Sergei Smirnov, Co-Author

The researchers discovered that to confirm the highest growth, it is mandatory to form a “wind” that assists in getting rid of the cluster formations. “It was imperative that we create an environment where the formation of new clusters ahead of the growth front was totally suppressed, and enlargement of just the growing edge of the large graphene crystal was not hindered,” stated Vlassiouk. “Then, and only then, nothing stands in the way of the ‘fittest’ crystalline growth when the substrate is moving.”

The theoreticians in the group, headed by Boris Yakobson - co-author of the study, who is a Rice University professor—developed a model elucidating the crystal orientations that had the distinctive characteristics that make them suitable, and why the selection of the fittest might rely on the precursors and the substrate.

If graphene or any 2D material ever advances to industrial scale, this approach will be pivotal, similar to Czochralski’s method for silicon. Manufacturers can rest assured that when a large, wafer-size raw layer is cut for any device fabrication, each resulting piece will be a quality monocrystal. This potentially huge, impactful role motivates us to explore theoretical principles to be as clear as possible.

Boris Yakobson, Co-Author

Workable advancement of graphene by adopting the technique developed by the researchers is still to be tested; however, the team is confident that their survival of the fittest single-crystal growth technique could also be used for propitious substitutive 2D materials such as molybdenum disulfide and boron nitride, which is also called as “white graphene.”
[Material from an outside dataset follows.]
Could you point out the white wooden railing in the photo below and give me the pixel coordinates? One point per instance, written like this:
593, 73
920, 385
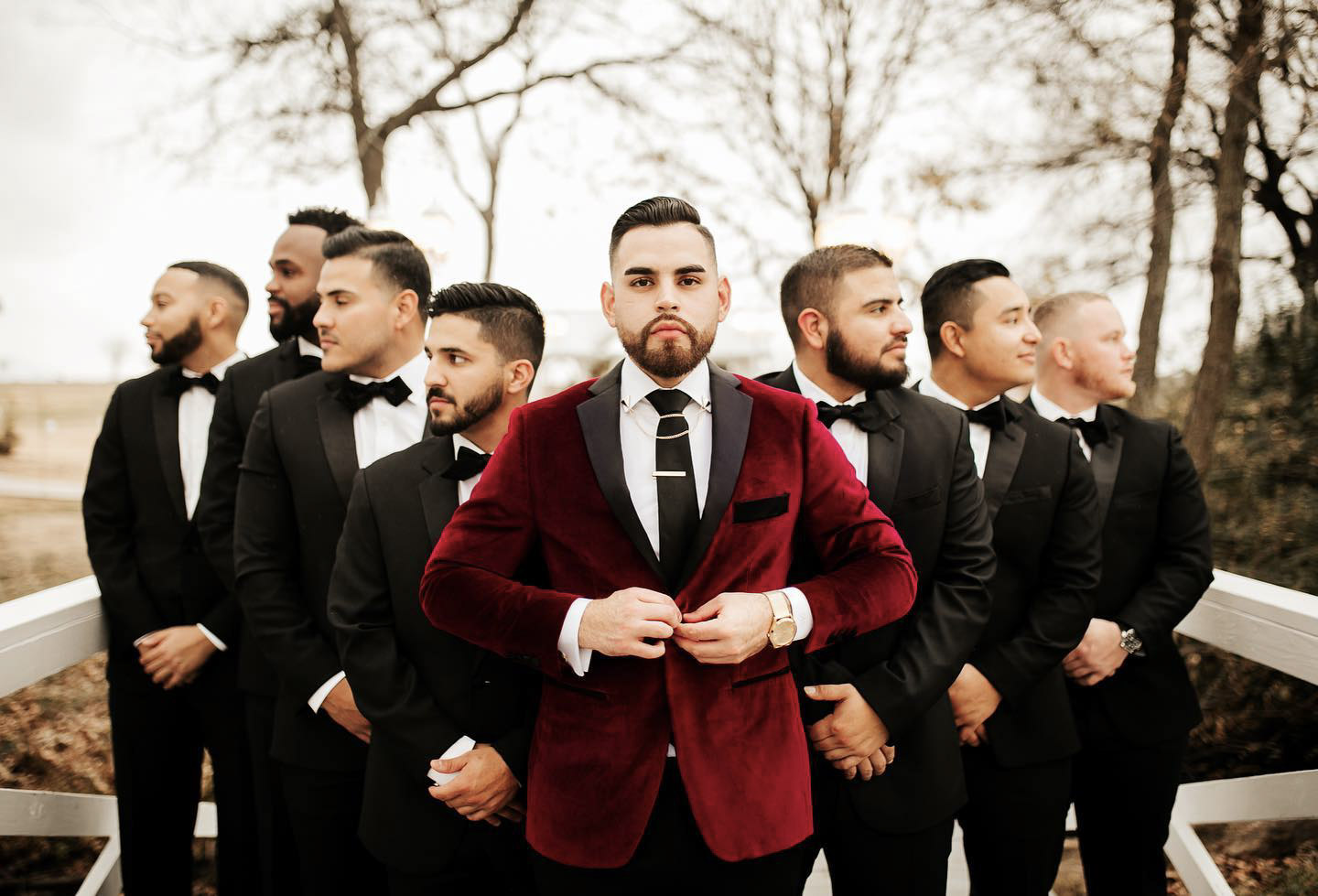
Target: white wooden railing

Coauthors of the study titled “Evolutionary selection growth of two-dimensional materials on polycrystalline substrates” are Ivan Vlassiouk, Yijing Stehle, Raymond R. Unocic, Arthur P. Baddorf, Ilia N. Ivanov, Nickolay V. Lavrik, and Frederick List from Oak Ridge National Laboratory; Philip D. Rack from ORNL and University of Tennessee; Pushpa Raj Pudasaini from University of Texas; Nitant Gupta, Ksenia Bets, and Boris I. Yakobson from Rice University; and Sergei Smirnov from New Mexico State University.
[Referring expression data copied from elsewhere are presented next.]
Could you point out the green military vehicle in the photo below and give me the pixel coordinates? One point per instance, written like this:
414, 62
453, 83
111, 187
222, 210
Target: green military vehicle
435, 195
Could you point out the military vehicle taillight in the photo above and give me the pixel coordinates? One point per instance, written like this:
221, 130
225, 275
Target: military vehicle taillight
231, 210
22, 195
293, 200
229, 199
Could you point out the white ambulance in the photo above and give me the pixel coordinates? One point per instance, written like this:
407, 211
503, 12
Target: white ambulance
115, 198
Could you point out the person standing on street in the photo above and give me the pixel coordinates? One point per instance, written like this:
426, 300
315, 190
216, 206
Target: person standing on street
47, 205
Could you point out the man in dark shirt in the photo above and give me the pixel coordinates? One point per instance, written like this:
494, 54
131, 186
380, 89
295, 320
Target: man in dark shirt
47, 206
ORNL’s Laboratory Directed Research and Development program, ORNL’s technology transfer royalty funded Technology Innovation Program and DOE’s Advanced Research Projects Agency-Energy supported the study. Microscopy study was supported as part of the Fluid Interface Reactions, Structures, and Transport Center, an Energy Frontier Research Center. This study also leveraged ORNL’s Center for Nanophase Materials Sciences, a DOE Office of Science User Facility.